What else can be said about this that hasn’t already? That people haven’t been saying for just over a decade now but dismissed/vilified as racist? The media and law enforcement need to stop enabling this entitled double standard victimhood.
>Some of the most unpleasant signs taped to the shutters of Peckham Hair & Cosmetics reveal a much darker undercurrent to this story. Take this poster scrawled by someone wholly unaware of its grotesque irony: ‘Racist Asians. Woman Beaters.’
>
>Or this one: ‘They don’t employ us. They don’t put money into our community. STOP SHOPPING IN ASIAN SHOPS.’
https://www.dailymail.co.uk/news/article-12524397/ROBERT-HARDMAN-reveals-random-incident-caught-camera-exposed-simmering-racial-tensions-one-diverse-parts-London.html
Black supremacism is getting out of hand.
I feel like the reaction would be much noisier if this were the BNP marching somewhere demanding the boycott of all minority owned businesses.
Let’s protest a “racist” incident that wasn’t racist by being amazingly racist ourselves!
The article doesn’t mention the race-based paramilitary behind these protests (although they are in the thumbnail): https://www.dailymail.co.uk/news/article-8585073/amp/Who-secretive-British-protest-group-Forever-Family-Force.html
The black community referred to in this post should look to open more of their own businesses rather than actively ruin another’s. Can’t rate this sort of thing at all.

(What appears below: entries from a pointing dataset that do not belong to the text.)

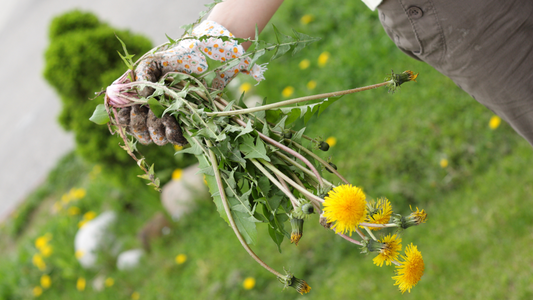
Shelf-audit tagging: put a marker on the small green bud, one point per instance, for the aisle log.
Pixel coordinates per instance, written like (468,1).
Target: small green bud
(323,146)
(297,229)
(333,166)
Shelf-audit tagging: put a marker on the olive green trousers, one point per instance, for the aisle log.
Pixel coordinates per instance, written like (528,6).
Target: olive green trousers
(484,46)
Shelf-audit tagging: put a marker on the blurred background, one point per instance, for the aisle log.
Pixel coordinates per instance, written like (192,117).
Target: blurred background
(429,145)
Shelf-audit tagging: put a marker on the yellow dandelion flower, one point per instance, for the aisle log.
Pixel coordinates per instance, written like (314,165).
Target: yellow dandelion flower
(306,19)
(379,212)
(494,122)
(46,251)
(37,291)
(323,59)
(73,210)
(304,64)
(38,261)
(287,92)
(96,169)
(46,281)
(80,284)
(89,215)
(78,193)
(346,206)
(389,252)
(311,84)
(109,282)
(248,283)
(332,141)
(410,270)
(245,87)
(443,163)
(42,241)
(181,258)
(176,174)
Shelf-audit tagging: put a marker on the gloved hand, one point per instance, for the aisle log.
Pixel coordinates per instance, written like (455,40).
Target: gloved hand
(188,56)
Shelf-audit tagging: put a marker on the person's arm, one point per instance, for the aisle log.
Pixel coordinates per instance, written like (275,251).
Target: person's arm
(241,16)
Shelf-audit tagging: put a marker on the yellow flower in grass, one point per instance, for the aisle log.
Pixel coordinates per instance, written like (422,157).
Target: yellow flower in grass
(287,92)
(38,261)
(346,206)
(37,291)
(332,141)
(410,270)
(109,282)
(80,284)
(306,19)
(89,215)
(389,251)
(379,212)
(176,174)
(73,210)
(46,281)
(46,251)
(494,122)
(323,59)
(304,64)
(78,193)
(181,258)
(248,283)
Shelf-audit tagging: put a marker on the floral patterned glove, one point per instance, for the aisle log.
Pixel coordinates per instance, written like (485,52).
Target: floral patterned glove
(188,56)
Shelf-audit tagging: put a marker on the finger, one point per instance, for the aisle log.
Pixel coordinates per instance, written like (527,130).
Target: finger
(148,70)
(138,127)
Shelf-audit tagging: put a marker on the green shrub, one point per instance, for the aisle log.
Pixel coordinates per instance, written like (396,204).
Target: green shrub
(82,59)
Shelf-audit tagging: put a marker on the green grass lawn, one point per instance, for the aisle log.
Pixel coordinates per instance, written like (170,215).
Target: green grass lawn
(475,244)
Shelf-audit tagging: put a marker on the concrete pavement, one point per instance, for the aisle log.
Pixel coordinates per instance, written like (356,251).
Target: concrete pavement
(31,142)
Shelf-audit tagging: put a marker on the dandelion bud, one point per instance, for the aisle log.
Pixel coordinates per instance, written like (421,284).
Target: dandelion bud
(308,209)
(298,284)
(303,210)
(398,79)
(323,146)
(297,226)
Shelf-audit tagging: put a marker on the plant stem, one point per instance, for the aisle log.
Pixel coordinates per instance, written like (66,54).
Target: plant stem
(323,162)
(214,163)
(349,239)
(306,171)
(296,100)
(286,149)
(370,233)
(292,183)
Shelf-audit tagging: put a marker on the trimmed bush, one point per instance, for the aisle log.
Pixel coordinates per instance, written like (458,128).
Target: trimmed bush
(82,59)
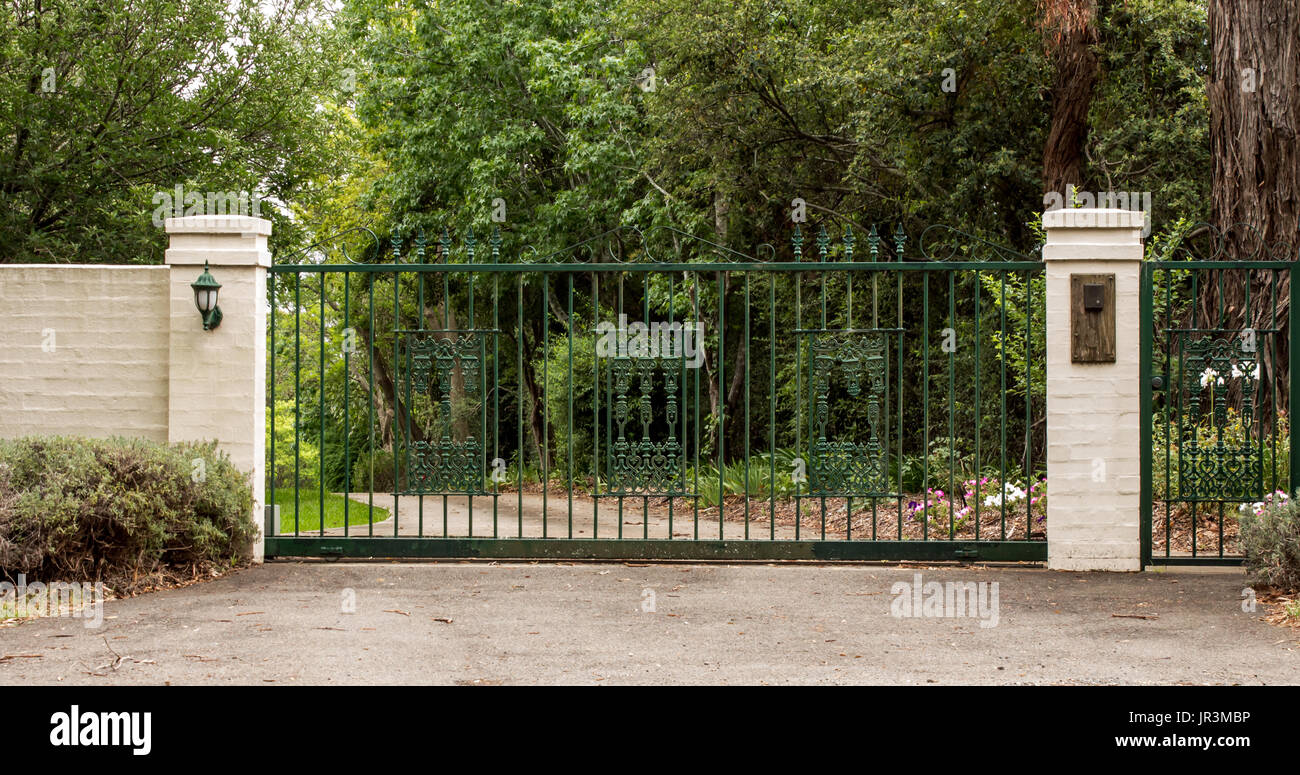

no community on the planet is more racist than black people.
While people are fighting each other, they’re not focused on our dear leaders fleecing us.
MP’s will be loving this.
[Paywall free mirror](https://web.archive.org/web/20230916125744/https://www.thetimes.co.uk/article/peckham-protests-asian-shopkeepers-closing-shoplifting-2qr3fg37q)
Just for those who only saw the heavily edited video this video shows the prelude to that.
https://twitter.com/zzeireauxffxx/status/1701619193378922873?t=tkxbC2bPcv8vPvATDMCArg&s=19
Didn’t this all start because a woman was shoplifting? Or is this a seperate chain of events?